Oligophrenics’ shallow emotionality allows them to talk about tragic incidents with indifference. In this situation, creativity serves to project these feeling, whose nature is often sexualized, erotic, fairy-tale like and even when the protagonists look demonic, like stereotypes, or are modified through a grammatical stream of thought. Its function is preventative while it brings together prelogic contents that are slowly emerging out of the unconscious and which oligophrenics find fascinating and whose eroticism attracts many people.
Final comments
In this work I tried to outline Dabrowski’s investigative vision and conclusions which have never been presented before. I have left out numerous episodes such as the former debate with Neo-Jacksonists (e.g. polish psychiatrist Jan Mazurkiewicz, Swiss psychiatrist Constantin von Monakov etc.) and with psychoanalysts.

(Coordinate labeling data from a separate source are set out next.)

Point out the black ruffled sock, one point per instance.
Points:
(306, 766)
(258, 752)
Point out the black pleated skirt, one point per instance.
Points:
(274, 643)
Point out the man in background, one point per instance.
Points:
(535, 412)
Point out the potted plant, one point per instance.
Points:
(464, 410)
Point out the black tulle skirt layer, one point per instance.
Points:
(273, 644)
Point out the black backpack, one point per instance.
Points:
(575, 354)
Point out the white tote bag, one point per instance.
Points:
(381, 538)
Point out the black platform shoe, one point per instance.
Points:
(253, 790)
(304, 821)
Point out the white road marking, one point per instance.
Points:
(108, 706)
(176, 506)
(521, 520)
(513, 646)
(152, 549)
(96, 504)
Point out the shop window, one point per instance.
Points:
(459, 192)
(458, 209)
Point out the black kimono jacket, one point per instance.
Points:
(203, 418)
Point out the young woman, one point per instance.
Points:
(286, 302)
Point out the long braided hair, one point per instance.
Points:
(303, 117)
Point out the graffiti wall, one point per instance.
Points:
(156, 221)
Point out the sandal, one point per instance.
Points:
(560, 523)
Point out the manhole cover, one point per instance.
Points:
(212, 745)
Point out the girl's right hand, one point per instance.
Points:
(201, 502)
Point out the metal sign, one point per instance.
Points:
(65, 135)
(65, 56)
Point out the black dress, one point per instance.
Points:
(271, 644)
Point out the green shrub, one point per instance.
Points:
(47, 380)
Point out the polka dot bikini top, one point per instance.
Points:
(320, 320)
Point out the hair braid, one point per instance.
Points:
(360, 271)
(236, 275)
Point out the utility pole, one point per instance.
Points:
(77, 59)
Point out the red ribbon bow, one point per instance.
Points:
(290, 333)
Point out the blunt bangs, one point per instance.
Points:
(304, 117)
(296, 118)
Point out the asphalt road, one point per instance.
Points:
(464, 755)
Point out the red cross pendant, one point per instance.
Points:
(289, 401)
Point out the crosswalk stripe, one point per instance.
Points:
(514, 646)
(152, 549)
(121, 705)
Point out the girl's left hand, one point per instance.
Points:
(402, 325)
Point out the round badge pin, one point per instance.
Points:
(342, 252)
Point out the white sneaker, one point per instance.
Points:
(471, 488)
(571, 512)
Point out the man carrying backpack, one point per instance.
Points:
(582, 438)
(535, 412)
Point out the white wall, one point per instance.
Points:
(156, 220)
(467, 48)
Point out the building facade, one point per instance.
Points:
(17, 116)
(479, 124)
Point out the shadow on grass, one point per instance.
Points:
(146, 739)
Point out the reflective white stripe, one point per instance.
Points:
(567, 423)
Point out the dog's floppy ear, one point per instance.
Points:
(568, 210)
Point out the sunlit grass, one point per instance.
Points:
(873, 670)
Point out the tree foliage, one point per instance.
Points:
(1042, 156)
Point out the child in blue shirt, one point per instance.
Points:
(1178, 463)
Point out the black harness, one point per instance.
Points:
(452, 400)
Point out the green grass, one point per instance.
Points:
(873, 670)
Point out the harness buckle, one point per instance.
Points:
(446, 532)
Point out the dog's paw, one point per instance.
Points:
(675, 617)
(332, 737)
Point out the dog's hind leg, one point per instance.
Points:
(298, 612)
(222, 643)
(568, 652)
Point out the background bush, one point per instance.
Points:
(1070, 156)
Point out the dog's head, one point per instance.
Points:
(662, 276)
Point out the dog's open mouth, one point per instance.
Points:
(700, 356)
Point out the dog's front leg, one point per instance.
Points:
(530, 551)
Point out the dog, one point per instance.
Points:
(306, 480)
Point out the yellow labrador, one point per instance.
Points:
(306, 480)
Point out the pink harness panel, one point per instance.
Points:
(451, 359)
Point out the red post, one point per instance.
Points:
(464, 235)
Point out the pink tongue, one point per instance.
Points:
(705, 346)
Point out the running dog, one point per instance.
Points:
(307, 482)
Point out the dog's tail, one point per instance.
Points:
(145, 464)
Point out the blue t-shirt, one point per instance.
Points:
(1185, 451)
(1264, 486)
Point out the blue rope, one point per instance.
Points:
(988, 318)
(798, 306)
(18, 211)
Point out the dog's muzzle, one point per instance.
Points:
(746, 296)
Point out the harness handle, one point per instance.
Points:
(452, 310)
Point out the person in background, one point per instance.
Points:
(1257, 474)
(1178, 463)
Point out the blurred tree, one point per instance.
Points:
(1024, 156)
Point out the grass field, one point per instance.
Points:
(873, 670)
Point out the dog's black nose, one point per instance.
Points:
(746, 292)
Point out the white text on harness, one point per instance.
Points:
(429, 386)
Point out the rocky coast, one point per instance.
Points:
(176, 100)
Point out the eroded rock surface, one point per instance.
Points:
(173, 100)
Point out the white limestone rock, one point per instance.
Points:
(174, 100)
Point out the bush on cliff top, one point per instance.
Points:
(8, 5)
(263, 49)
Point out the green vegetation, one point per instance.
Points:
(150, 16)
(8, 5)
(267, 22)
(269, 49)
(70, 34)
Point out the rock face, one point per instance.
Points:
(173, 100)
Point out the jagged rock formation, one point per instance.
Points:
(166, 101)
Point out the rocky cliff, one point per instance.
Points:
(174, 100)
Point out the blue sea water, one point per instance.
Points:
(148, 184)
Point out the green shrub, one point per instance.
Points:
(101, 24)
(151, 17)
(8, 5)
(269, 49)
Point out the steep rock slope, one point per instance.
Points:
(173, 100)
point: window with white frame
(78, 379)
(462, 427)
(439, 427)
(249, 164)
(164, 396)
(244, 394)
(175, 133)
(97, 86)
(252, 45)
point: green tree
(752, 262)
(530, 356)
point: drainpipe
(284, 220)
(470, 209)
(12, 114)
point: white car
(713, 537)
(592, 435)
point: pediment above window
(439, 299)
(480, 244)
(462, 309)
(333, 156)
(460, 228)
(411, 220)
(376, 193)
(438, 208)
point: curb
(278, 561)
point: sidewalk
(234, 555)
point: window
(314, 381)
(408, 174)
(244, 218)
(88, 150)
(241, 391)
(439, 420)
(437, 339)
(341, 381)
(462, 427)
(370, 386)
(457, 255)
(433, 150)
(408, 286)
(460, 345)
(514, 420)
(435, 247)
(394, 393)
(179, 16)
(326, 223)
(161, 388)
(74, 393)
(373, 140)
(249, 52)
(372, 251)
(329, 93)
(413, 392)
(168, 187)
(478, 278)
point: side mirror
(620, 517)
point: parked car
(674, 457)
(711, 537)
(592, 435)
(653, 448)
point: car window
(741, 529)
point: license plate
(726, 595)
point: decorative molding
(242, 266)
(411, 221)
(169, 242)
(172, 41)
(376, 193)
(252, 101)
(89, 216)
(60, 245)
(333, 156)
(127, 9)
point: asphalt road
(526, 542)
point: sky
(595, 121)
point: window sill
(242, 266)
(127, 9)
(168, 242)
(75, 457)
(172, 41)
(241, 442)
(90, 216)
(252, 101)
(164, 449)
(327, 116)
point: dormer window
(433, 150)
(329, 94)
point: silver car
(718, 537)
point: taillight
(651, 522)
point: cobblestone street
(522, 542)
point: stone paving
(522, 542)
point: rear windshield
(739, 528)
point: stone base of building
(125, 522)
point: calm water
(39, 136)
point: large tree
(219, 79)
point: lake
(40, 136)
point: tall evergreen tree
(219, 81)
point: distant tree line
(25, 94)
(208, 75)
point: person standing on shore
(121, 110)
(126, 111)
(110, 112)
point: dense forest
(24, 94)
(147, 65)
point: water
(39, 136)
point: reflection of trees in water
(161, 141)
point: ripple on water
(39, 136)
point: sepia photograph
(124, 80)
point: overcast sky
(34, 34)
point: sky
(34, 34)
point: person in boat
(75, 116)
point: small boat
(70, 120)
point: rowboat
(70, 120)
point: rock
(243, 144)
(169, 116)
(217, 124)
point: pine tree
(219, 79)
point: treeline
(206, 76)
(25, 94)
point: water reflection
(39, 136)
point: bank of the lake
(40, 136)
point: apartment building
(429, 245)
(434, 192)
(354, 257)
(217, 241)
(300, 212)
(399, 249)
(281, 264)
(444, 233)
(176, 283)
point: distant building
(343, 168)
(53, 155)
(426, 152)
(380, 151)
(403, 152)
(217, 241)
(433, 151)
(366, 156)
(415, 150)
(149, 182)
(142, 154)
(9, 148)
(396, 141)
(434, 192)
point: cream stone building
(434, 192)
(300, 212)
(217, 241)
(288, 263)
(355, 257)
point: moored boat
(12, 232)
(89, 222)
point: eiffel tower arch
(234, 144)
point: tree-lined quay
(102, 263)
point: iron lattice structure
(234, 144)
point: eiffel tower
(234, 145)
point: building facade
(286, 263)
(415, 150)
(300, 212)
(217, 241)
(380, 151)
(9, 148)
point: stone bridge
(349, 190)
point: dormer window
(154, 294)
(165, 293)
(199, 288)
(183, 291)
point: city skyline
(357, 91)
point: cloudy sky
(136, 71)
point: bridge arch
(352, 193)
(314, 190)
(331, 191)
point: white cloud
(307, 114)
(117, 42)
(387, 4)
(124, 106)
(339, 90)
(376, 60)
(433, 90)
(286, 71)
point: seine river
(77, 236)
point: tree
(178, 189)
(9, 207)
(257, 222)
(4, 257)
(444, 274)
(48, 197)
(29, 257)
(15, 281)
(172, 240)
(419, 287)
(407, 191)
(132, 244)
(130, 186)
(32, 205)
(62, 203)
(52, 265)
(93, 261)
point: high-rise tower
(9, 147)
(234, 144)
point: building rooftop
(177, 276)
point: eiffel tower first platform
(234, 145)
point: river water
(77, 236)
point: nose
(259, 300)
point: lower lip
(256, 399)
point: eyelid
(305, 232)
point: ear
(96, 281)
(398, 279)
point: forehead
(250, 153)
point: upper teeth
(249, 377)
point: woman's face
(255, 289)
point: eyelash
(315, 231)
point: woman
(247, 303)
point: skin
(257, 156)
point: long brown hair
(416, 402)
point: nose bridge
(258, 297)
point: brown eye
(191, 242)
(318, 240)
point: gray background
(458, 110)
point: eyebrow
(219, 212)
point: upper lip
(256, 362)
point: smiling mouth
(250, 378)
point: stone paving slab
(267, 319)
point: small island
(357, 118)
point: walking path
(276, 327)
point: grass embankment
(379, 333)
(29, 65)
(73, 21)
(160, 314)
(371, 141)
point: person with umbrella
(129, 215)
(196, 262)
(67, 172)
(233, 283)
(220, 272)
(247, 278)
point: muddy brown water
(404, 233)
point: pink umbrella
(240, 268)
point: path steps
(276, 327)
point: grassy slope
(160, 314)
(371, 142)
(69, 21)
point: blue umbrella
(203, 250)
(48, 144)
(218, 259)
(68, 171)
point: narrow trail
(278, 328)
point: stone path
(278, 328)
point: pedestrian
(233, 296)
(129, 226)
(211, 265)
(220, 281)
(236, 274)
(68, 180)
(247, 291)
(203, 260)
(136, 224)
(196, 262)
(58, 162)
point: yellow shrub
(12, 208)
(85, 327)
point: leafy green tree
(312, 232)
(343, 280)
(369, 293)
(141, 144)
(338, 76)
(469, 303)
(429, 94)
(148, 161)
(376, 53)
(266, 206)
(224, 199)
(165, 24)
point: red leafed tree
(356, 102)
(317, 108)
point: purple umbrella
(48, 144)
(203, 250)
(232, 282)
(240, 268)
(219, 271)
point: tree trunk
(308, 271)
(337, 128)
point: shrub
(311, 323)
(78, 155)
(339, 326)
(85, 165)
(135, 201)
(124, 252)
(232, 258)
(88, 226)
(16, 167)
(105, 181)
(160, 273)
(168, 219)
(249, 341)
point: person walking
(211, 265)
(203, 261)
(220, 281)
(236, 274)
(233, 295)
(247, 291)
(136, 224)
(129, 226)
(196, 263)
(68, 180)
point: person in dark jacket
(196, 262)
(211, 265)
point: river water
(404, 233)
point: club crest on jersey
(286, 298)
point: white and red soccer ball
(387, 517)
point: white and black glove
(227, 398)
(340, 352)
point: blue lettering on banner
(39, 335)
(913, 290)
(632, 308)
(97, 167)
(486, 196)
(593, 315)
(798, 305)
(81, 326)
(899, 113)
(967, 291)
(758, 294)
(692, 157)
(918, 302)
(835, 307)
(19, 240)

Nor have I presented the issue of the psychotherapy that Dabrowski performed with the artists and for the artists as well as for gifted children, youth and adults. This subject is looked into as research on creativity, in which the educational aspects are more stressed, and not clinical. Hence I think the portrayal of the personality of gifted children and youth is too positive, too reliable on compulsory “American optimism” (maybe „Polish pessimism” is talking through me)
For many years Dabrowski claimed that children and youth who were gifted, always showed a greater psychic sensitivity and fainted to intense manifestations of psychoneurosis. Both classify the “psychic milieu” and impose the level of personality development and define the type of creativity.
Some American authors, although they appreciate these perceptions, do not know what to do with them. The idea of connecting the theory of positive disintegration with A. Maslow’s theory of self-realization, seems interesting to my and useful but it disguises the dramatic character of creative development. The American reception of the theory of positive disintegration is according to me and the Polish perspective too mitigated.
I have also left out the primer question of creative thinking, described by K. Dabrowski in the report from 1963 year. I believe that what I have presented can be impetus for a debate and new studies concerning the personality of gifted humans, who link their passion to evolve with the passion to create.
_____________________________________________________________
1 In Poland the term student refers to a university or polytechnic level of education.